Прежде всего банки запустили в оборот избыточные средства ОПЕК. Впоследствии нефтедобывающие страны нашли иные пути для использования своего новообретенного богатства: покупка оружия последнего поколения, расширение экономики головокружительными темпами, покупка бриллиантов и недвижимости, а также иные долгосрочные вложения. Тем временем спрос на банковские капиталы продолжал расти. Постепенно банки становились источником кредита. Средства, взятые в кредит в одном месте, депонировались в другом, так что благодаря самой своей деятельности банки смогли получать средства, которые они затем одалживали. Поскольку рынок евродолларов не был регулируемым, банки не обязаны были подчиняться требованию о минимально необходимом резерве против обязательств своих оффшорных филиалов. Ничто не мешало этим филиалам создавать кажущийся бесконечным поток кредитов, за исключением чувства самоограничения.

Но международные займы были настолько прибыльными, что для осторожности уже не оставалось места.
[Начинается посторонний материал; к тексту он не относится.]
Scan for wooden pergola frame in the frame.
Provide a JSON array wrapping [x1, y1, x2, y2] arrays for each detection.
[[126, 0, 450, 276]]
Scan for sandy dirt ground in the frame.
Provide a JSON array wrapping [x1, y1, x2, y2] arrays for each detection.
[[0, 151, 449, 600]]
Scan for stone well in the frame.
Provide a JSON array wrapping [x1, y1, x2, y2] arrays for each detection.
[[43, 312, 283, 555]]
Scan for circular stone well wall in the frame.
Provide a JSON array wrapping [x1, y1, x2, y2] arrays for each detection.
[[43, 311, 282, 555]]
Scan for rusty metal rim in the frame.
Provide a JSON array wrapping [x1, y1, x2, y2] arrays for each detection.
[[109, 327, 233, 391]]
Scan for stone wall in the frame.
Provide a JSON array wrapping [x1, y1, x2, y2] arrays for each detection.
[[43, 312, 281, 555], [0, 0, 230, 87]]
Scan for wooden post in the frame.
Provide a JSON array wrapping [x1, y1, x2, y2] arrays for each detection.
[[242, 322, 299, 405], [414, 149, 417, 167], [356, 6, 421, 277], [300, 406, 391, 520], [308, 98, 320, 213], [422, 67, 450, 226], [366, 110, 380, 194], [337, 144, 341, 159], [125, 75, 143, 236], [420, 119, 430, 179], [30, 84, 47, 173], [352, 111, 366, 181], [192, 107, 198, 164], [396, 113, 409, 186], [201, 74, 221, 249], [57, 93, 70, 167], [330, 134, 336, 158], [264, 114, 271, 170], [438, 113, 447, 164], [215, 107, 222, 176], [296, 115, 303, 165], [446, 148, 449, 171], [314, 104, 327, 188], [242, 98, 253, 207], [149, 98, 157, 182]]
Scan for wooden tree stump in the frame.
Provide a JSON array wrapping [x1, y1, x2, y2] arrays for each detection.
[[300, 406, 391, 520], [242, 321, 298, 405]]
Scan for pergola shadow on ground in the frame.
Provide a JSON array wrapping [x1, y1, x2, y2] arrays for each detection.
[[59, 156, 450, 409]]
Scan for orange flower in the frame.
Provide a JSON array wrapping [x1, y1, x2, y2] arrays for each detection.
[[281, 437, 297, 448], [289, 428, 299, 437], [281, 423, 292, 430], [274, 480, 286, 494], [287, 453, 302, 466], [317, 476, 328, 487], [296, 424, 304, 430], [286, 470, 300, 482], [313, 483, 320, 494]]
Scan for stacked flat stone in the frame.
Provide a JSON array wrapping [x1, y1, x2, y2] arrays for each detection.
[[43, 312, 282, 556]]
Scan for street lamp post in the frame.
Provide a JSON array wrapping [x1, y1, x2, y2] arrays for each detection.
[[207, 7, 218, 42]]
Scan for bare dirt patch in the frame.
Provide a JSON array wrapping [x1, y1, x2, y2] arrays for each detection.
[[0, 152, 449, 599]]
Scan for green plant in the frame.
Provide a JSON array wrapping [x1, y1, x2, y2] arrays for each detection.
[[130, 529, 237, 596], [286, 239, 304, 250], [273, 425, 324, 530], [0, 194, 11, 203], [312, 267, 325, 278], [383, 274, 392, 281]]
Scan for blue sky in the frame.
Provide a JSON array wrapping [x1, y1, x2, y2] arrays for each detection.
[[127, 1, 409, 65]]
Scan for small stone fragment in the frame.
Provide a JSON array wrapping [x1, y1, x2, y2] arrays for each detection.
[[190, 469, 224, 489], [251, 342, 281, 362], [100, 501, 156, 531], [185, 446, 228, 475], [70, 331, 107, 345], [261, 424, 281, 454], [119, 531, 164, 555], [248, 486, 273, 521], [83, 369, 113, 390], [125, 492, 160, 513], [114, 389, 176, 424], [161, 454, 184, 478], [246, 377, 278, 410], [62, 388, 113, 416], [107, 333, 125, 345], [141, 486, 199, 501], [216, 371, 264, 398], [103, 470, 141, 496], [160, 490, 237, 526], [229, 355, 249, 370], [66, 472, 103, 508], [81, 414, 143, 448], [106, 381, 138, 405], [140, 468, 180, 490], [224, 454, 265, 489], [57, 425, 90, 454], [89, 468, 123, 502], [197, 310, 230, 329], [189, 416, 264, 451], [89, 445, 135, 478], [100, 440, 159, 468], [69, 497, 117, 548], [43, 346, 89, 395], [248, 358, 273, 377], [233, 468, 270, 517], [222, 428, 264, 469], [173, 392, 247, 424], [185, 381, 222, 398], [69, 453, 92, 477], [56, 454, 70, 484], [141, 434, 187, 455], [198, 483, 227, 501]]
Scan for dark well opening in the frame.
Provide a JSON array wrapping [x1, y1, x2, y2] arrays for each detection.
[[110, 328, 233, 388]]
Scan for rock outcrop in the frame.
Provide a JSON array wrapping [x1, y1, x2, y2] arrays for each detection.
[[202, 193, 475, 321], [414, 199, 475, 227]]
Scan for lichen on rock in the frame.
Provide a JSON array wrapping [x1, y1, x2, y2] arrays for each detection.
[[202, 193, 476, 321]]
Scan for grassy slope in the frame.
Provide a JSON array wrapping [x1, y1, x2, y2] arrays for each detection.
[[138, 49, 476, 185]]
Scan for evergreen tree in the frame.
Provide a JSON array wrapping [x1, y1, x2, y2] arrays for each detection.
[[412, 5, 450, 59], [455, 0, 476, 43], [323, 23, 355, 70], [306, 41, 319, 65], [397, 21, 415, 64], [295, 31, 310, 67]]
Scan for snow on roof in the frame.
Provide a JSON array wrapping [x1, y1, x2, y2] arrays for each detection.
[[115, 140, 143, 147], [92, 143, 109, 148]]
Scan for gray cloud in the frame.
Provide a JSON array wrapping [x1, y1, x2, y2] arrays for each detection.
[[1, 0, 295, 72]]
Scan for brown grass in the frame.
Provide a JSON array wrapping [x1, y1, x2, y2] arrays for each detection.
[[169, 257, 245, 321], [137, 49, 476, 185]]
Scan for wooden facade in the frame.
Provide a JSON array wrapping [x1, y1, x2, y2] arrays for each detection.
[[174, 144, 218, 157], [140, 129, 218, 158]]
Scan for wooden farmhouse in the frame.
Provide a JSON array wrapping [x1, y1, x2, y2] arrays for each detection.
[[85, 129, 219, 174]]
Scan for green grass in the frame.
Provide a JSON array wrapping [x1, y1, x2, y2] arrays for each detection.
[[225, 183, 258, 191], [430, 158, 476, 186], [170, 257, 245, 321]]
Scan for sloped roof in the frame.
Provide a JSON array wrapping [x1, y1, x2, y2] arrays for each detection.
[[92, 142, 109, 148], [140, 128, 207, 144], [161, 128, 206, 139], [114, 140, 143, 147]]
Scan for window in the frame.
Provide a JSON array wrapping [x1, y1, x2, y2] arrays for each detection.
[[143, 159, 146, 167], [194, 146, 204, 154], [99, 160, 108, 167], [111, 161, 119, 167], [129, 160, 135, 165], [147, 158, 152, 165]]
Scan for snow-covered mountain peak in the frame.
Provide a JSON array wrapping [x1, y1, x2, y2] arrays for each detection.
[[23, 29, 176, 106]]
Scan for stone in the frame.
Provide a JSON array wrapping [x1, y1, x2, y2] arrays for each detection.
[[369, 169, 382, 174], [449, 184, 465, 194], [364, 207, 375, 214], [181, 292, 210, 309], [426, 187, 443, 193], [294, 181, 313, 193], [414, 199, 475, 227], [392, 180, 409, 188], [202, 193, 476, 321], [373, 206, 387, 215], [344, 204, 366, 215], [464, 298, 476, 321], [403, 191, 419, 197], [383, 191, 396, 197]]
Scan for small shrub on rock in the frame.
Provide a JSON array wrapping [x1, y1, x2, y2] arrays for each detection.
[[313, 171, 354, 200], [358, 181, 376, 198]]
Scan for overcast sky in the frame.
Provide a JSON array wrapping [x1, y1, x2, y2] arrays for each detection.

Деловые операции могли производиться в большем объеме, риск неблагоприятного изменения процентных ставок мог быть сведен к минимуму благодаря использованию плавающих обменных курсов, а административные расходы были намного ниже, чем в случае корпоративных займов. Яростная конкуренция держала спред между кредитным и депозитным процентами на совсем низком уровне; тем не менее, международные займы стали одной из самых легких и самых прибыльных форм банковской деятельности, привлекающей множество банков, не имевших ранее опыта в этой области. Число банков, имеющих представительства в Лондоне, резко возросло в течение этого периода, и международные займы стали наиболее быстро растущим сектором банковского бизнеса. Естественно, если бы банки были обязаны выделять резервы, которые оказались бы достаточными в свете последующих событий, эта деятельность в то время не представлялась бы такой прибыльной. С внешней точки зрения банковская отрасль Соединенных Штатов в течение этого периода оставалась практически неизменной. Расширение банков путем их слияния или приобретения строго очерчивалась регулирующими правилами, но внутренняя структура банков претерпела значительные изменения. Основным корпоративным трендом стало создание банковских холдинговых компаний. Изменение структуры позволило привлечь дополнительный заемный капитал на уровне холдинговых компаний, так что отношение акционерного капитала к суммарным активам продолжало ухудшаться. Кроме того, филиалы банков, созданные на основе так называемого Акта Эджа, избежали некоторых ограничений, налагаемых на банки. Наиболее широкие объемы наблюдались за пределами США. В связи с этим большинство корпоративных объединений носили международный характер, так как американские банки расширяли свои филиалы за рубежом, а иностранные банки создавали свои плацдармы в Соединенных Штатах. Например, более четверти доходов корпорации Ситикорп поступало из Бразилии.

Это был также период быстрого введения технологических новшеств. Использование компьютеров ускорило операции и позволило осуществлять такие операции, которые ранее невозможно было вообразить. Было внедрено много новых финансовых инструментов и методов, и банковский бизнес стал намного более изощренным, чем всего лишь за десять лет до этого. Эти тренды продолжают набирать силу и в настоящее время.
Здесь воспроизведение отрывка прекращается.